Dia sangat marah ketika wanita itu menyipitkan mata dan menatapnya dengan tatapan menyedihkan.
“Rahasia Valentine adalah rahasia tingkat tinggi yang hanya diketahui oleh kepala dan para ahli waris.”
[Namun, kupikir kau bisa menebak sesuatu.]
“Fakta bahwa Nyonya itu sembuh tidak ada hubungannya dengan kutukan Valentine.”
[Lalu apa itu?]
“Pasti ada faktor eksternal yang berperan.”
Aria terkejut, tetapi dia tampaknya tetap mempertahankan sikap acuh tak acuhnya.
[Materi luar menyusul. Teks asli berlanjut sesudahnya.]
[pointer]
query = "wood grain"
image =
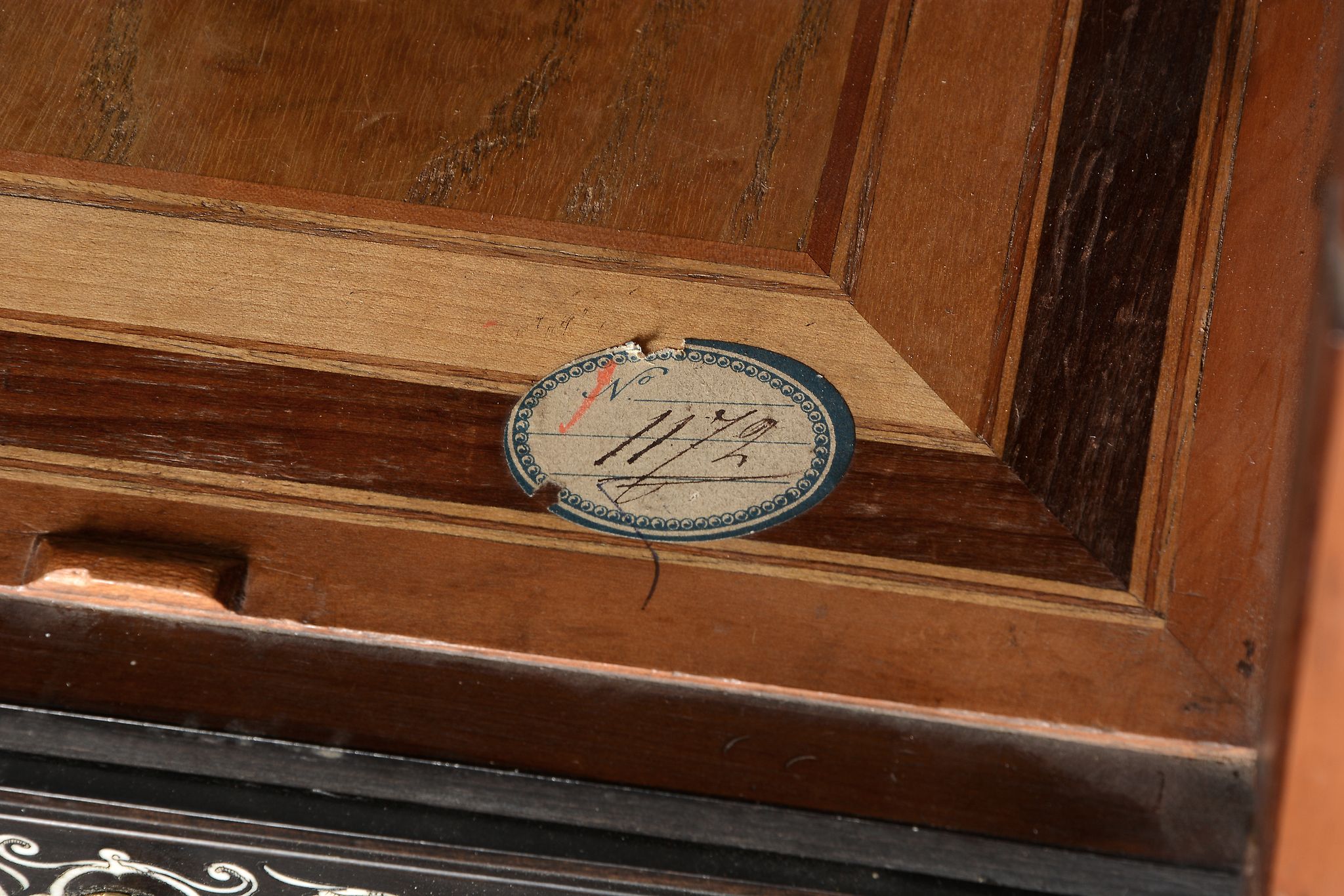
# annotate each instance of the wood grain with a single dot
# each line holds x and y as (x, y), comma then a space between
(954, 190)
(592, 112)
(138, 574)
(440, 443)
(547, 603)
(647, 733)
(1225, 554)
(510, 319)
(1082, 407)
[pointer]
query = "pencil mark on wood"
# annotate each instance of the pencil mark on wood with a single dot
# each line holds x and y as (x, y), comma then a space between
(513, 123)
(106, 91)
(1093, 346)
(786, 83)
(637, 108)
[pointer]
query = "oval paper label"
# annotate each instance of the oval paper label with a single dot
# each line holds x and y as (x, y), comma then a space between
(710, 441)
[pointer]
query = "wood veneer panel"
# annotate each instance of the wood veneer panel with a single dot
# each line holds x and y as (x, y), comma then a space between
(1223, 556)
(954, 190)
(1082, 406)
(505, 319)
(695, 119)
(444, 443)
(1096, 674)
(671, 735)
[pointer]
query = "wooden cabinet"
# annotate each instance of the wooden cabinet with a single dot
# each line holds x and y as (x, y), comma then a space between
(276, 275)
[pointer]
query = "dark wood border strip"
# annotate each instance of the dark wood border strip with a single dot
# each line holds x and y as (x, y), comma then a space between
(1082, 406)
(436, 442)
(396, 782)
(824, 228)
(648, 733)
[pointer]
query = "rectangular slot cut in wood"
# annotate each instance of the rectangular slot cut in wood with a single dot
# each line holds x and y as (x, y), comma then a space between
(73, 567)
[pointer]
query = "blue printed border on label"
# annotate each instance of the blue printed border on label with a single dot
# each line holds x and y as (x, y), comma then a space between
(832, 453)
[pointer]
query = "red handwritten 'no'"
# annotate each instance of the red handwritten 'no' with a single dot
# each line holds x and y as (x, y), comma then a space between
(604, 379)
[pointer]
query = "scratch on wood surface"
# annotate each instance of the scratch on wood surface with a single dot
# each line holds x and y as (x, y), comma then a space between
(637, 109)
(513, 123)
(106, 89)
(784, 89)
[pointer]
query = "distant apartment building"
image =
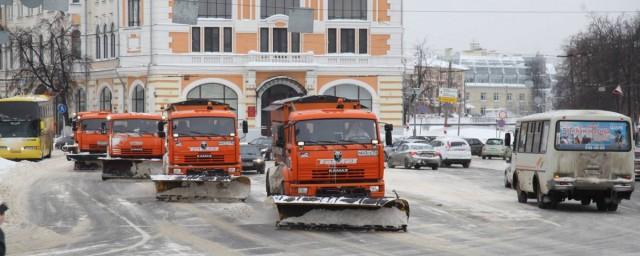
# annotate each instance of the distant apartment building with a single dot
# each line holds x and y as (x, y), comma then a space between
(496, 82)
(240, 52)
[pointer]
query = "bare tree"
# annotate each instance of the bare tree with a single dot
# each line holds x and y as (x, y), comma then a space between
(598, 60)
(415, 84)
(48, 56)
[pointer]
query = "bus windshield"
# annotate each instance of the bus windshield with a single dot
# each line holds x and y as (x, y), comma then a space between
(336, 131)
(18, 110)
(92, 124)
(19, 129)
(138, 126)
(593, 136)
(204, 126)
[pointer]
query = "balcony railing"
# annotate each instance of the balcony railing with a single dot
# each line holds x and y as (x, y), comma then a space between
(261, 58)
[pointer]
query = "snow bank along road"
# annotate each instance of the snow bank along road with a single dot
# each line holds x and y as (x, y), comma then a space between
(454, 211)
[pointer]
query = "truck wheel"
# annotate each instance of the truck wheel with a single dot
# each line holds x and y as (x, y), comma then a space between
(390, 163)
(601, 205)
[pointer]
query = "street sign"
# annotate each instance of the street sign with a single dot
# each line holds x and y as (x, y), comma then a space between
(448, 95)
(62, 108)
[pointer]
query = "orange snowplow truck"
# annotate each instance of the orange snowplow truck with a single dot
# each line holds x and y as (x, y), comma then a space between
(135, 147)
(203, 153)
(329, 156)
(91, 140)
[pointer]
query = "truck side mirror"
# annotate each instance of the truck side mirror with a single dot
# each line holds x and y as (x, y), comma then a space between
(280, 137)
(388, 139)
(507, 139)
(245, 126)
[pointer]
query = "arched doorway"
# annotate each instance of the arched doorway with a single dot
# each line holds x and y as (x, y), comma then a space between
(272, 90)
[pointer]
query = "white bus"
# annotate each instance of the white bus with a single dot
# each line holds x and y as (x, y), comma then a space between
(584, 155)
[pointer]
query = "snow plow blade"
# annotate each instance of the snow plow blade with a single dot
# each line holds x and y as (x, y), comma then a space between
(339, 213)
(123, 168)
(201, 187)
(86, 161)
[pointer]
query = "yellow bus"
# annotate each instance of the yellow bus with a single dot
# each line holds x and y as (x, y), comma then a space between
(26, 127)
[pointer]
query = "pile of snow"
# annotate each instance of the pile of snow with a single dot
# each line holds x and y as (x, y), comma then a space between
(6, 165)
(352, 217)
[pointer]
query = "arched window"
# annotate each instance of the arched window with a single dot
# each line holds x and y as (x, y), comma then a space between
(76, 44)
(113, 41)
(105, 99)
(81, 100)
(105, 41)
(137, 99)
(97, 42)
(353, 92)
(215, 92)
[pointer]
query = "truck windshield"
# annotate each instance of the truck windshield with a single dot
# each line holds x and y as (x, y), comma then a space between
(18, 110)
(336, 131)
(19, 129)
(92, 124)
(138, 126)
(204, 126)
(593, 136)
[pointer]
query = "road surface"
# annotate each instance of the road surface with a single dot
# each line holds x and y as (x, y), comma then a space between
(454, 211)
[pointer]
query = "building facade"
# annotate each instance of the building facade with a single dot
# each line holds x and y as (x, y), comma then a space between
(240, 52)
(496, 82)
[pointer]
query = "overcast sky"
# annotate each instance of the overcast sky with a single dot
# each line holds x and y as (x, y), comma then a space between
(505, 32)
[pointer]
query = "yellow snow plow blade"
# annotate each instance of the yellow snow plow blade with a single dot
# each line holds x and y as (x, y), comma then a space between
(380, 214)
(196, 187)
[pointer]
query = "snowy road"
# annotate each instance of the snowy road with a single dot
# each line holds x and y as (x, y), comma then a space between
(454, 211)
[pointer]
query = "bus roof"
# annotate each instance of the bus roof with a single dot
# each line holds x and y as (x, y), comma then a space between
(23, 98)
(585, 114)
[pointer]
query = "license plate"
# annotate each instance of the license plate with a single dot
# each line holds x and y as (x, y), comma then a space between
(338, 170)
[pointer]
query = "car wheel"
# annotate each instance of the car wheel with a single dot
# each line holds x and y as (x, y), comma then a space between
(522, 196)
(407, 165)
(506, 181)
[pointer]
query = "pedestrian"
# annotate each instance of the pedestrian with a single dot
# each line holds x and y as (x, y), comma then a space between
(3, 209)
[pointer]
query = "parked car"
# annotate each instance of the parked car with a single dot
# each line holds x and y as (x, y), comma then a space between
(252, 158)
(62, 141)
(453, 151)
(637, 162)
(414, 155)
(476, 146)
(494, 148)
(264, 145)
Setiap kali dia menganggapnya jenius, dia menyeringai dan pamer, tetapi sepertinya bukan hanya mulutnya yang berbicara.
[Bagaimana kamu tahu itu?]
“Karena meskipun kutukannya telah dicabut, Valentine masih penuh dengan ‘kebencian’.”
Kebencian?
Ini pertama kalinya dia mendengarnya.
Aria menatapnya dan mengirimkan tatapan yang meminta penjelasan.
“Sialan. Apakah itu rahasia?”
Lalu Vincent menghela napas terlambat.
“Kakakku akan membunuhku…”
Bocah itu meremas rambut pirangnya yang panjang dan berkilau karena kesakitan.
Ia akan dicopot tepat sebelum kematiannya karena menjulurkan lidah di depan Aria.
“Ah, kukira kau sudah tahu! Bagaimana mungkin aku tahu kau terlalu dilindungi sampai sejauh ini!”
[Tidak bisakah kamu memberitahuku lebih awal?]
“Lihat ini. Jika Anda melihat kepribadian ini, Anda akan tahu bahwa saya tidak perlu bertindak sembarangan.”
Vincent menghela napas.
Seperti yang sudah dia katakan sebelumnya, menyembunyikannya tidak ada gunanya.
Pada akhirnya, dia mengungkapkan kebenaran yang dia ketahui tentang niat jahat tersebut.